Forum Moderators: open

Message Too Old, No Replies

Comrite/0.7.1

comrot robot identification query

         

fusion5

9:01 pm on Mar 31, 2006 (gmt 0)

10+ Year Member



Anybody know what this thing is, who they are?
Full UA was: Comrite/0.7.1 (Nutch; [lucene.apache.org...] nutch-agent@lucene.apache.org)
They were coming from: 69.248.26.83

Any help would be appreciated.

Cheers!

HandwovenRug

9:26 pm on Mar 31, 2006 (gmt 0)

10+ Year Member



What about that:

meidong.comrite.com:69.248.26.83

CustName: Comcast Cable Communications, Inc
Address: 1800 Bishops Gate Boulevard
City: Mount Laurel
StateProv: NJ
PostalCode: 08054
Country: US
RegDate: 2004-12-07
Updated: 2004-12-07

NetRange: 69.248.0.0 - 69.248.255.255

I can't read their Chinese site, but I see no reason why they would send out an own crawler. Maybe it's logfile spamming.

Pfui

11:26 pm on Mar 31, 2006 (gmt 0)

WebmasterWorld Senior Member 10+ Year Member Top Contributors Of The Month



Among other things, Comrite claims to be the --

"Best Chinese Search Engine for Oversea Web Sites"

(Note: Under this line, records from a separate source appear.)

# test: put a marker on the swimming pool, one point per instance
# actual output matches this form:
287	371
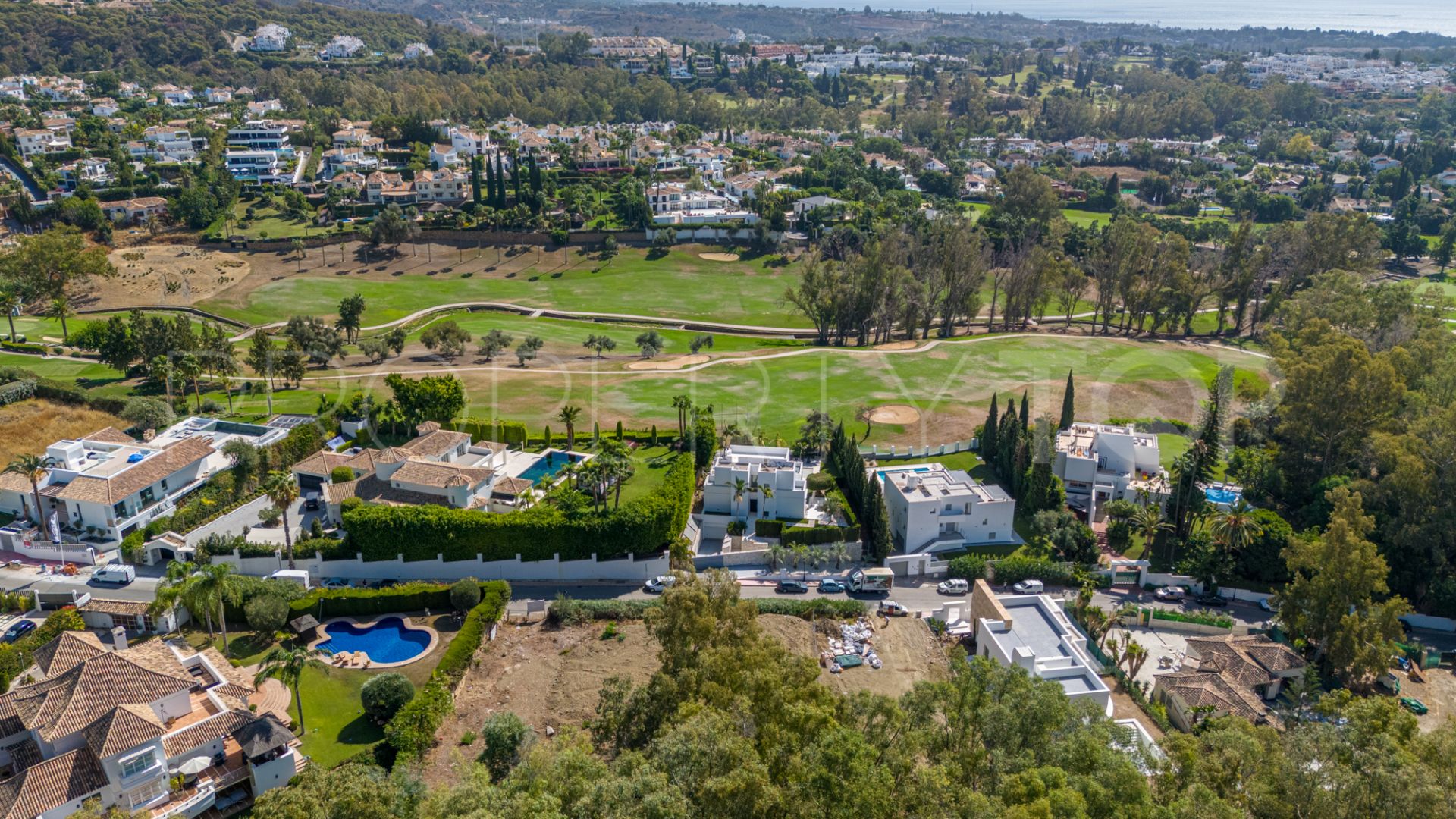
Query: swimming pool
548	465
386	640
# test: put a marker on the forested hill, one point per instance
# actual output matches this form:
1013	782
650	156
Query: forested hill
182	38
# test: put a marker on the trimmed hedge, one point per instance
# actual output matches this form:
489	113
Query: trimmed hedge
566	611
421	532
413	730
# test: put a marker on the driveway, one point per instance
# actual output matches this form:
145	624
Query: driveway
246	515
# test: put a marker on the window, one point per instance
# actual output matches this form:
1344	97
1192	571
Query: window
137	764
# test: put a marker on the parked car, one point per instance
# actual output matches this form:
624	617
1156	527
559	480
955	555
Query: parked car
18	630
957	586
892	608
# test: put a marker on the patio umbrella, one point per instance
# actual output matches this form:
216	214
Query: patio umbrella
194	765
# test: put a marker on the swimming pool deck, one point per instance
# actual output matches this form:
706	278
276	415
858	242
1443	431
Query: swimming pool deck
324	630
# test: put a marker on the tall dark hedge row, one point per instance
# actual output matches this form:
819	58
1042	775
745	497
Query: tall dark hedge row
421	532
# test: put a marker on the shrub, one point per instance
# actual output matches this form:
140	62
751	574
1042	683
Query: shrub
384	695
506	742
967	567
267	614
465	594
820	482
421	532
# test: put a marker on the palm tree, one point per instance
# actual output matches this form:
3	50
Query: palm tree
11	302
283	491
1149	523
570	416
1237	528
34	468
287	667
60	311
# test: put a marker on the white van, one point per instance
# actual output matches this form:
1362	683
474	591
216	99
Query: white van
115	573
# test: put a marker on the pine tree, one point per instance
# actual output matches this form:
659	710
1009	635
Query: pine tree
1068	404
987	442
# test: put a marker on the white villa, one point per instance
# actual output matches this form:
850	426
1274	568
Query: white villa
1103	463
758	466
935	509
438	466
115	723
108	484
1034	632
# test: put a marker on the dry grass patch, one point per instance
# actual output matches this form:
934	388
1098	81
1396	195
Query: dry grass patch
30	426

Or so sayeth the English linked-version of their Chinese site [comrite.com].

Aside...

What is the deal with everybody jumping on the Nutch bandwagon these days? I'm seeing this bot more and more and MORE, at least 20-30 times/day from different hosts now, and it always ignores robots.txt. (grumble,grumble)

Thank God -- and the Gods of Apache.org (ironically enough), and Ralf Engelschall -- for mod_rewrite

volatilegx

8:51 pm on Apr 3, 2006 (gmt 0)

WebmasterWorld Senior Member 10+ Year Member



What is the deal with everybody jumping on the Nutch bandwagon these days?

From [lucene.apache.org...]

Nutch is open source web-search software. It builds on Lucene Java, adding web-specifics, such as a crawler, a link-graph database, parsers for HTML and other document formats, etc.

Why reinvent the wheel?

Also, from [lucene.apache.org...] :

If you're reading this, chances are you've seen a Nutch-based robot visiting your site while looking through your server logs. Our software obeys robots.txt files and robot META tags in HTML. These are the standard mechanisms for webmasters to tell web robots which portions of a site a robot is welcome to access.

That being said, Nutch is open source, and as such, it would be possible to disable robots.txt compliance, or even make evil use of robots.txt directives, such as accessing dissallowed files and directories on purpose.

Pfui

11:33 pm on Apr 3, 2006 (gmt 0)

WebmasterWorld Senior Member 10+ Year Member Top Contributors Of The Month



Thanks for the info, volatilegx. Actually, I knew its background:) That's why I found it ironic that Apache's mod_rewrite is my solution to deflecting Apache's Nutch (...and Apache's Jakarta).

I'm just surprised at how quickly Nutch is proliferating. Almost as if someone gave out free DVDs at some big geeky gathering. In no particular order, here are just a few of the scoff-at-robots.txt* guilty. Many are major, old-time crawlers, but a lot appear to be on their own:

.cs.washington.edu
.watson.ibm.com
.looksmart.com
.ee.ucla.edu
.simpy.com
.pureserver.info
.cs.titech.ac.jp
.serverkompetenz.net
.riesentoter.com
customer-reverse-entry.216.93.185.12 (ma.gnolia)
66.29.XX.XX (Net Access Corporation, NJ)
66.243.XX.XX (a business center in TX)
193.203.XXX.XXX (Aviators Network, UK)
slimy.vhosting.com
71-35-XXX-XX.tukw.qwest.net
164.124.XXX.XX.cfl.res.rr.com
c-24-99-XX-XXX.hsd1.ga.comcast.net
c-67-168-XXX-XX.hsd1.wa.comcast.net
c-69-248-XX-XX.hsd1.nj.comcast.net

Those guys are using these versions -- 0.05, 0.7.1, 0.7.2, 0.8-dev (@lists.sourceforge.net; @lucene.apache.org; @cs.washington.edu) -- and/or these spawn:

Argus/1.1 (Nutch; [simpy.com...] feedback at simpy dot com)
BurstFind Crawler 1.0/0.7.1 (Nutch; [lucene.apache.org...] crawler@burstfind.com)
Comrite/0.7.1 (Nutch; [lucene.apache.org...] nutch-agent@lucene.apache.org)
Misterbot-Nutch/0.7.1 (Misterbot-Nutch; [misterbot.fr;...] admin@misterbot.fr)

Thing is, ALL of them are also completely undeterred by 403s. Hits over and over and over and OVER again, to scores of different pages. All for their own purposes, NONE of which are either apparent or useful to me.

Okay. "Rude Nutch Users" rant over:)

,
*Requesting pages the exact same second you request robots.txt is cheating.